Leading Indicator
A leading indicator is a forward-looking metric that provides early signals about future results, enabling proactive action before the final outcome is determined.
Leading indicators are early warning signals that provide insight into future performance. In the OKR context, they help teams assess Key Result progress early and course-correct in time.
A classic example: If the Key Result is 'Increase quarterly revenue by 20%,' then 'number of qualified leads per week' would be a leading indicator. Rising lead numbers suggest revenue growth is likely.
Identifying relevant leading indicators is one of the most important skills for effective OKR tracking. They enable proactive decisions rather than reactive corrections at the end of the quarter.
Related Terms
Lagging Indicator
A lagging indicator is a backward-looking metric that measures results that have already occurred, confirming goal achievement only in retrospect.
Key Result
A Key Result is a quantitative, measurable outcome that indicates progress toward an Objective. Each Key Result has a clear metric, a starting value, and a target value, answering the question: "How do we know we're on the right track?"
KPI (Key Performance Indicator)
A KPI (Key Performance Indicator) is an ongoing metric that monitors the health and performance of a business process. Unlike OKRs, KPIs measure the status quo and keep running operations in view, rather than driving targeted change.
Health Metric
A Health Metric is a metric monitored alongside OKRs to ensure that pursuing ambitious goals doesn't negatively impact critical business functions. It serves as a guardrail for OKR execution.
Frequently Asked Questions
What is the difference between leading and lagging indicators?
Leading indicators are forward-looking and influenceable — they show what is likely to happen. Lagging indicators are backward-looking and describe what has already happened. Revenue is a lagging indicator; pipeline value is a leading indicator.

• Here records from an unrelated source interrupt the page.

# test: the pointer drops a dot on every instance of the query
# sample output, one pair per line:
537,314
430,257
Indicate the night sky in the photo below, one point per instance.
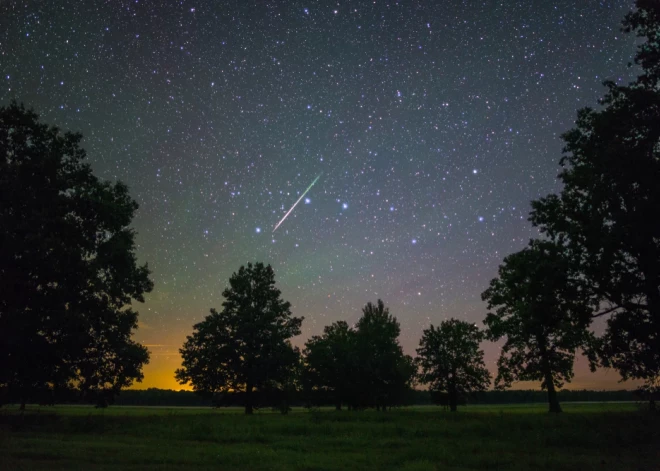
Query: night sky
432,124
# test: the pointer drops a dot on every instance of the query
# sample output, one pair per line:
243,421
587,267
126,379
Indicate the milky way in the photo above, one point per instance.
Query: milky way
434,123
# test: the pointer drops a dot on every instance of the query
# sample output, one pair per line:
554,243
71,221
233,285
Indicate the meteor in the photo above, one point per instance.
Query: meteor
294,204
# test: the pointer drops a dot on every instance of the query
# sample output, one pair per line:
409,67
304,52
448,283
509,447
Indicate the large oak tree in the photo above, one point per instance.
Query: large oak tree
606,214
246,346
68,268
541,312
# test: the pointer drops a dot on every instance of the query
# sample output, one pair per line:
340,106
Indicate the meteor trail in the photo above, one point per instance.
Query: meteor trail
294,204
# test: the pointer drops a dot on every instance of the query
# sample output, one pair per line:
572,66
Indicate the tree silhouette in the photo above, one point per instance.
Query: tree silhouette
451,361
541,311
246,346
68,268
330,363
605,214
384,373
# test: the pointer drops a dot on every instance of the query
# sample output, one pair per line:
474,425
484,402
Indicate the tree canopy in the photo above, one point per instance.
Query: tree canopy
451,361
605,215
542,313
245,346
385,373
67,266
330,363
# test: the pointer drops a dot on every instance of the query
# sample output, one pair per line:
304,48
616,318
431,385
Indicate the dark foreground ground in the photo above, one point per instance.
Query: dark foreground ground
585,437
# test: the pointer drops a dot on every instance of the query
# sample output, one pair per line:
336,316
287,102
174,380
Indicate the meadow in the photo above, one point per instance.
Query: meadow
521,437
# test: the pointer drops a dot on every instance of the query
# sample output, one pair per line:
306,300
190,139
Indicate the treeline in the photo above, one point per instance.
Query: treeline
154,397
168,397
69,276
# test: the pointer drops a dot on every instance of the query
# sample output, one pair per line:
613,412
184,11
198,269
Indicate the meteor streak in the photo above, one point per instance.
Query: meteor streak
294,204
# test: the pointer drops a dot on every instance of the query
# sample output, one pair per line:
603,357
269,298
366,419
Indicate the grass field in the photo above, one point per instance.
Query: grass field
587,436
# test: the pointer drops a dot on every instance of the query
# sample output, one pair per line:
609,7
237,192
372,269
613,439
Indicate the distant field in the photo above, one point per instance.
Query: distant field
596,436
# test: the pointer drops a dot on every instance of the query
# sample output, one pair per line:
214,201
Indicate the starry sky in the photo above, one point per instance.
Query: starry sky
432,124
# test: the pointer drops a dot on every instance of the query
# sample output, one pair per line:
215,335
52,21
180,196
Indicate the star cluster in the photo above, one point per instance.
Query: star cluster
433,124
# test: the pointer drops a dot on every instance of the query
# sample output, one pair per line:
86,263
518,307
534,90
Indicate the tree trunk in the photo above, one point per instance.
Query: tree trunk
453,398
553,401
248,399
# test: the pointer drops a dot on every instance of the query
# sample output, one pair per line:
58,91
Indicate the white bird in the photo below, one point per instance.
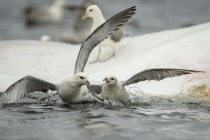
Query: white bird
45,15
80,27
101,33
112,89
95,13
72,89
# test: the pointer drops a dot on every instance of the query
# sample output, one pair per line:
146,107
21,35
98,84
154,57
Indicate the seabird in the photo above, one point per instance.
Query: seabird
45,15
108,28
80,27
112,89
75,88
95,13
71,90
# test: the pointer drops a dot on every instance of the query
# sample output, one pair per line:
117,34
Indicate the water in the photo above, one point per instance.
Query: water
157,119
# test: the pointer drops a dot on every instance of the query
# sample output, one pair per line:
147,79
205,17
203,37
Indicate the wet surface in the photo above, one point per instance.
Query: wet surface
159,119
151,16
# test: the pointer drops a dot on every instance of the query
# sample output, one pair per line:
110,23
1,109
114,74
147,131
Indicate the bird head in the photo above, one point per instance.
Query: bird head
92,11
81,79
110,80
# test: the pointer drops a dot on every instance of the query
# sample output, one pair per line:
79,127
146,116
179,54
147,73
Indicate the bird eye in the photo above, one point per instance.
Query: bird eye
82,77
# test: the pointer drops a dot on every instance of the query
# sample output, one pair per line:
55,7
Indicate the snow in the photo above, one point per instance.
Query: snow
187,48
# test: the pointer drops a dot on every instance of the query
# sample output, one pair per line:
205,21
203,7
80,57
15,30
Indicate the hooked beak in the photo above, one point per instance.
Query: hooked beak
92,92
84,16
106,80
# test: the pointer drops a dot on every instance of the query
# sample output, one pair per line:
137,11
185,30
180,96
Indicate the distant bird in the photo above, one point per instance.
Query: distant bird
112,89
75,88
81,28
95,13
45,15
101,33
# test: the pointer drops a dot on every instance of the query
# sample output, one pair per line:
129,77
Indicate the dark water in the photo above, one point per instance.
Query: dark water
160,119
157,120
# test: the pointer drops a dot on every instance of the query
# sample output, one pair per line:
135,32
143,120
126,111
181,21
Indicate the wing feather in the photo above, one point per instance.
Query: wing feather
100,34
157,74
19,89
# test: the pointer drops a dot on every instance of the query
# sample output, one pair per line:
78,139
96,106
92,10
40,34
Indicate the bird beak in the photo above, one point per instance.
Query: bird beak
92,92
87,83
106,80
84,16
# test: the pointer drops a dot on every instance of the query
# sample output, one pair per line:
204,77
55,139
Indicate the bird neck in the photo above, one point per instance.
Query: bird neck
98,19
58,4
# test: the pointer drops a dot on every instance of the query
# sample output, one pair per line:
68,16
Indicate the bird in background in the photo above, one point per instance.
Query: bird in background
75,88
52,14
80,27
95,13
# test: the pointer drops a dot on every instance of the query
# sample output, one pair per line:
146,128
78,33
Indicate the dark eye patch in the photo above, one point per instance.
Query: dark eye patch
82,77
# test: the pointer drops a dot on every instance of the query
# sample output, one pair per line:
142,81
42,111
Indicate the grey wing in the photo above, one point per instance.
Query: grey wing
96,88
28,84
117,36
101,33
157,74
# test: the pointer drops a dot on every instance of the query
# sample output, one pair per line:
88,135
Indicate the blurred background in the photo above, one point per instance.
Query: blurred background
151,16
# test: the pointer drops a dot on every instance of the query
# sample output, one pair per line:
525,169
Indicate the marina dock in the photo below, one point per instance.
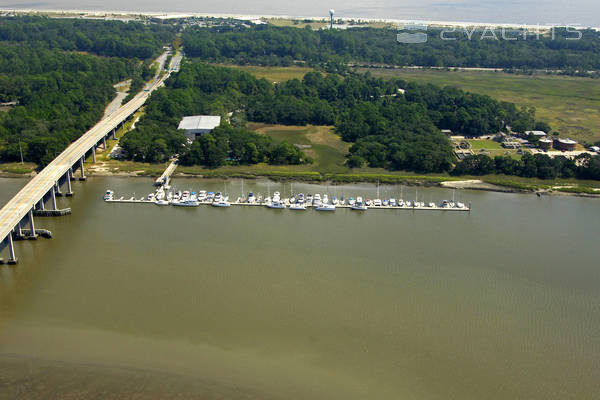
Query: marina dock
240,202
165,178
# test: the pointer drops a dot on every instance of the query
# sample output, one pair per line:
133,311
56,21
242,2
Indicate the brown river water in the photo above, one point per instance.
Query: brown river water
139,301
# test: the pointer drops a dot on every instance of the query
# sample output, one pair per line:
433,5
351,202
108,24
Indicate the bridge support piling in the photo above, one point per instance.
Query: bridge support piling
12,258
32,224
82,177
57,190
69,191
53,195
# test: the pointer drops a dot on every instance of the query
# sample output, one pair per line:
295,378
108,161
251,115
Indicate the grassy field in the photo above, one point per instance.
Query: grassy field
273,74
571,105
318,142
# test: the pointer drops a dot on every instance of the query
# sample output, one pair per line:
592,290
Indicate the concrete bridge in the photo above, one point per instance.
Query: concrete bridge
57,175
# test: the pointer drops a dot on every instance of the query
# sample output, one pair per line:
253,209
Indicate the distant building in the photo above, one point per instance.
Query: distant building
545,143
511,144
198,125
564,144
536,133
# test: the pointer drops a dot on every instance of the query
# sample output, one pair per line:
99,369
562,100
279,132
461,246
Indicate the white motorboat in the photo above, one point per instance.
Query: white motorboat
325,207
276,204
316,199
186,203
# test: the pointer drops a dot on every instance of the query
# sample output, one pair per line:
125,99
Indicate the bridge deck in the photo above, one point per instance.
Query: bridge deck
18,207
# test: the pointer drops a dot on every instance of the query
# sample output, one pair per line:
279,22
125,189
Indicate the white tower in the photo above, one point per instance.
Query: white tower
331,12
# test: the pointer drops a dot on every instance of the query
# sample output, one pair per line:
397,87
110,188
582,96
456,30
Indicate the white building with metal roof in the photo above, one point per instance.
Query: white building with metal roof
198,125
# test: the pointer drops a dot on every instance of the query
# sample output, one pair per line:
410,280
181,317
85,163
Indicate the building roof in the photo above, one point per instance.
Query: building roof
204,122
536,133
567,141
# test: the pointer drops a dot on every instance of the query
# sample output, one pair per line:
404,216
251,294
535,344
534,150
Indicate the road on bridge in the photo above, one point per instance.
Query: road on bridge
26,199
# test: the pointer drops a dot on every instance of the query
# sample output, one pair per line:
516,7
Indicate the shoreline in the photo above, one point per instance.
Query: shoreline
439,182
128,14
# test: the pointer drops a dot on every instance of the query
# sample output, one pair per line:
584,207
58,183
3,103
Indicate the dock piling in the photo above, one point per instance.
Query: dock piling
32,224
82,177
69,191
53,196
12,258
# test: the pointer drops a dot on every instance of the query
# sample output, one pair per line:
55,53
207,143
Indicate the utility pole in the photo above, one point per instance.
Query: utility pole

How do I find the right leading indicator for my Key Result?
Ask: 'What measurable activities or intermediate results are precursors to the desired end result?' Analyze the causal chain: What steps logically lead to the goal? The earliest measurable step is your leading indicator.
Should Key Results be leading or lagging indicators?
Ideally a mix. Strategic Key Results can be lagging indicators (e.g., revenue), but operationally it helps to define leading indicators as Key Results since they are directly influenceable and measurable earlier.
What are common mistakes when using leading indicators?
Common mistakes: Tracking too many indicators, failing to demonstrate a clear causal relationship to the desired outcome, and relying exclusively on leading indicators without verifying actual results.